A recent comment on an older post raised a good question: can intrinsic viscosity be negative?
Surprisingly, it can. I'm not up on that area, but there are a 17 Google Scholar hits for "negative intrinsic viscosity" and many are published in good journals, so it seems to be real. Or as I would argue, the data is reproducible. But as always in science, it interpreting the results that is the challenge.
I haven't read any of the articles yet, so here's my big chance to insert my foot in my mouth. I will start collecting the references and will post what I learn, so public humiliation is a real possibility here. My guess is that the polymer is breaking up some sort of weak network in the solvent (hydrogen bonding, polar-polar interactions...) so that the solvent has a lower viscosity, thus leading to the negative intrinsic viscosity - and the need for a new theory to explain it. Yes, go with a new theory since the old theory made a certain set of assumptions that are no longer valid.

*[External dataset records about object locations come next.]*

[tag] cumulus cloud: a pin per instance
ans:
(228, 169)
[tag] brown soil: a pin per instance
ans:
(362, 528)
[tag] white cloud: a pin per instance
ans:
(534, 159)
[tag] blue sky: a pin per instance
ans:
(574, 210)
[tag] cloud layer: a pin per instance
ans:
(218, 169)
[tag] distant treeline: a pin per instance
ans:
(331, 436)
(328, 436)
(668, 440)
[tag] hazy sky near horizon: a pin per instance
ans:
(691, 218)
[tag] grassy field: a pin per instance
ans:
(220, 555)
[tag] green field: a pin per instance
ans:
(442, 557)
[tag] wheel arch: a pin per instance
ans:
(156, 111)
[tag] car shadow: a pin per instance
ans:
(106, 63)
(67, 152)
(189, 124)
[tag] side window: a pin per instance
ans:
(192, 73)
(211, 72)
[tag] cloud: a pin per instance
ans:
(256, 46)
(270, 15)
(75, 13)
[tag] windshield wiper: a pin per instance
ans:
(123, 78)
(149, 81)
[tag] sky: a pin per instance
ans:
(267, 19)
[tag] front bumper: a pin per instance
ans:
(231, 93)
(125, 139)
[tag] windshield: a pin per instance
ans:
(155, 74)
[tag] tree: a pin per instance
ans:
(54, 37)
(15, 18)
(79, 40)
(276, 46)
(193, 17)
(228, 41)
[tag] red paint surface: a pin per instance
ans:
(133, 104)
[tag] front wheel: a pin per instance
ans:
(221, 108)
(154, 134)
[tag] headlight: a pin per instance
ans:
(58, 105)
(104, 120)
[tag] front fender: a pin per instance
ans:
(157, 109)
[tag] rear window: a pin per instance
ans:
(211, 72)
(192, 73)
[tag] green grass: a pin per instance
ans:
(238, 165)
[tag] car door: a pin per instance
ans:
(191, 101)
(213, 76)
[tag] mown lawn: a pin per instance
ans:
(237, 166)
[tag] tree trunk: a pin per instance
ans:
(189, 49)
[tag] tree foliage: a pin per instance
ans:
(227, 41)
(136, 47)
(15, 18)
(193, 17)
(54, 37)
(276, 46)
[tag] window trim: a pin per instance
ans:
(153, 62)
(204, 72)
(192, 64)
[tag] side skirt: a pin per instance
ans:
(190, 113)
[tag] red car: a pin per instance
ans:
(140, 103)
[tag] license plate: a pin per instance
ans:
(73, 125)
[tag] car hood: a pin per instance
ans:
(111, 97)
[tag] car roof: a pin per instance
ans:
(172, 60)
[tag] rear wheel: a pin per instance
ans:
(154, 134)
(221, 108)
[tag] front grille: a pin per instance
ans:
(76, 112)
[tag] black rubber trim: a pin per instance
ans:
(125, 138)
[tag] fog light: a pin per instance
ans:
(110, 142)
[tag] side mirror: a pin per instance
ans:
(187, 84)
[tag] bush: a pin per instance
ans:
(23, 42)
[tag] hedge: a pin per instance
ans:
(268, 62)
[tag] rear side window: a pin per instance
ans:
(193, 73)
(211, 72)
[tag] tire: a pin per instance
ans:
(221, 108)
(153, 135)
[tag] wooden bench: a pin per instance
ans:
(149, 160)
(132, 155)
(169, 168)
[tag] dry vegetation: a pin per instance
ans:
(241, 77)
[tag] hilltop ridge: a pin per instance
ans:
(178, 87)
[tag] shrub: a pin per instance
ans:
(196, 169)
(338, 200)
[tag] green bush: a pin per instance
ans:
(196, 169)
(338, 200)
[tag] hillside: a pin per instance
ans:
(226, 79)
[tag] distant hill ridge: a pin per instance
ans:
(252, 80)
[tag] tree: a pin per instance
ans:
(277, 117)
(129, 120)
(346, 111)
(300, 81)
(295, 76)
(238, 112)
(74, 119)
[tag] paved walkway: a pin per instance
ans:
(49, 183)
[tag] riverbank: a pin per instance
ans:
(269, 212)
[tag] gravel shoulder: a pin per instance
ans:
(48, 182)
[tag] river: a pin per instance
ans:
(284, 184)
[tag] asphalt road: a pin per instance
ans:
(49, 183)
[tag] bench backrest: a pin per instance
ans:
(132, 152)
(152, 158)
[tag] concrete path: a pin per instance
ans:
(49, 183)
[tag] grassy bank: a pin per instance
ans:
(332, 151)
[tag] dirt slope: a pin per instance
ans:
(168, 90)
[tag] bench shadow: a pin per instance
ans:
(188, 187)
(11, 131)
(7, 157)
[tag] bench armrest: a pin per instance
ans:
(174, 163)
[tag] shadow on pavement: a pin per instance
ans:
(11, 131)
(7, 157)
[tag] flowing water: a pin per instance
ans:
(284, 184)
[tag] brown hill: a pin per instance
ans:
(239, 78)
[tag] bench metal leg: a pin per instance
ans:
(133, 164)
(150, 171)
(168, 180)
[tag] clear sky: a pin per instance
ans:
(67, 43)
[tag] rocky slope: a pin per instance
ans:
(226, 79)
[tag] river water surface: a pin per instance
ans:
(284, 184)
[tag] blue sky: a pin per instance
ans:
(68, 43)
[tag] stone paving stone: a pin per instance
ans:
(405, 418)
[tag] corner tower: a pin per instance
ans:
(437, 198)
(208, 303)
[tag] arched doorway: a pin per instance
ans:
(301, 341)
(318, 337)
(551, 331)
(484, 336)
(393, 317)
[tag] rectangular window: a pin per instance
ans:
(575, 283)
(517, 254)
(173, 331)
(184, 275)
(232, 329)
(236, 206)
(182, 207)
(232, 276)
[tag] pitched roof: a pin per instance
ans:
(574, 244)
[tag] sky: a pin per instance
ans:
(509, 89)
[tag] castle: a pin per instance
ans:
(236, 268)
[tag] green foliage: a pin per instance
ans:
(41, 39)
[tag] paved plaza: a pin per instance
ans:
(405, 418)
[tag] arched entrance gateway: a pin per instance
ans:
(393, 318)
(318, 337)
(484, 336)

That said, I am now wondering of the possibility of this effect happening in reverse but not being noticed. i.e., the polymer forces more hydrogen bonding or what have you that would lead to the solvent having a higher visocosity, but because the polymer is also leading to a higher solution viscosity, this "addition" is not noticed since it's easy to just explain the viscosity increase strictly to the polymer. How could you determine this?
First steps first: to the literature. As is often stated, 6 months in the lab will save you an afternoon in the library.